Autre intérêt: vous étirez la durée de vie de votre parc informatique. Ces ordinateurs qui devront inévitablement être remplacés par des machines plus performantes, maintenant que le gouvernement a décidé de passer à Windows Vista, ce système qui gobe des ressources-système comme un enfant gobe des bonbons.

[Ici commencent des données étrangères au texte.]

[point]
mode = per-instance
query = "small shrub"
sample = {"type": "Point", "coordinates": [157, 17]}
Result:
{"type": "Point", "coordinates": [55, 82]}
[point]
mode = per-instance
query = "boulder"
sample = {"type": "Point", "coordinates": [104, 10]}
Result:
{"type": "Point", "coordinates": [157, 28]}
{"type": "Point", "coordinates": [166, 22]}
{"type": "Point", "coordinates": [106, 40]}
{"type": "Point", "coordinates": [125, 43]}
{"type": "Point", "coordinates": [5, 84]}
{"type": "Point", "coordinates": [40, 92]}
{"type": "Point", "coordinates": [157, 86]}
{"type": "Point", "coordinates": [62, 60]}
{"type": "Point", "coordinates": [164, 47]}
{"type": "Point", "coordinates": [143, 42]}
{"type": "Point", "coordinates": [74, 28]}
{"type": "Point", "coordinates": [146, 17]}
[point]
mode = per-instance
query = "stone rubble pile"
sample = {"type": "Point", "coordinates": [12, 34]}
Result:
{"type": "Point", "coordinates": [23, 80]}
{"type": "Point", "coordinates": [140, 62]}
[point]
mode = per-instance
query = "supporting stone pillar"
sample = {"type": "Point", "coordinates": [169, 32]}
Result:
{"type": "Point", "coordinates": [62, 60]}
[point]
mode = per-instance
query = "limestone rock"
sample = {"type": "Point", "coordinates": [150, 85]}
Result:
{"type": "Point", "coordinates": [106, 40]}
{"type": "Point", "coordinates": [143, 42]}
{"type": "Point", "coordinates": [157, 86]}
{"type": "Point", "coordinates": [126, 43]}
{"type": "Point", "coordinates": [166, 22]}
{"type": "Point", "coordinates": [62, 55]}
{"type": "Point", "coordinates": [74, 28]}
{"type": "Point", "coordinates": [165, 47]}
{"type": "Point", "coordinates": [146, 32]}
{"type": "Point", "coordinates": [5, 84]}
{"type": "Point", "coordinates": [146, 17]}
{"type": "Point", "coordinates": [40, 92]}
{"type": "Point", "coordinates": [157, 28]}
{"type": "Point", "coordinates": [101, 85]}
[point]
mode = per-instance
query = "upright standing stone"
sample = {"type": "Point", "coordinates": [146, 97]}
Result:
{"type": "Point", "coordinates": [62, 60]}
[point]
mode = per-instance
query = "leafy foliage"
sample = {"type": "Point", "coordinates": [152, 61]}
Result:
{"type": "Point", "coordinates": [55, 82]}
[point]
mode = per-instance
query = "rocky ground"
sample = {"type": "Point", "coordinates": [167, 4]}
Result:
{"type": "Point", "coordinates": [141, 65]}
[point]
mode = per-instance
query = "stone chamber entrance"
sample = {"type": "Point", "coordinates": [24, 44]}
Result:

Voici comment le journaliste de La Presse résume ce qui se passerait si le gouvernement lâchait Microsoft:
Un tel recours est une première en Amérique du Nord, mais est déjà apparu dans d'autres pays d'Europe, notamment. Sortir Microsoft des bureaux gouvernementaux créerait des milliers d'emplois car les firmes locales d'informatique, ayant accès au code informatique de ces logiciels «ouverts», pourraient offrir des services impossibles sur les systèmes fermés «propriétaires» de Microsoft.De son côté, Michelle Blanc rappelle une défunte volonté gouvernementale de recourir plus systématiquement aux logiciels libres:
Ça me fait penser à l'ancien ministre Henri-François Gautrais, qui avait déposé le livre vert Pour un Québec branché vers les citoyens (PDF). Dans son document on pouvait lire les recommandations suivantes : - [...] Nous recommandons aussi, lors de projets gouvernementaux à portée régionale, l'inclusion des entreprises locales ayant une expertise liée aux TIC. - [...] Nous recommandons que les réflexions en vue de l'adoption d'une politique d'orientation gouvernementale en matière de logiciels libres se poursuivent au sein du gouvernement.Cyrille Béraud est présentement devant la Cour supérieure du Québec pour contester la décision du RRQ de mettre à jour ses logiciels Microsoft sans appel d'offres. Fidèle à une tradition qui n'est pas sans rappeler la philosophie du logiciel libre, il met à la disposition de quiconque est intéressé toute la documentation qu'il utilise pour défendre son point de vue.
Et prochaine fois qu'une firme de sondage vous appelle pour savoir si vous êtes satisfait de votre bon gouvernement, répondez-lui donc quelque chose du genre: «Erreur fatale (sic)! Tout devient soudainement bleu, et je dois dumper votre appel car je vais redémarrer sans avertissement dans une seconde!»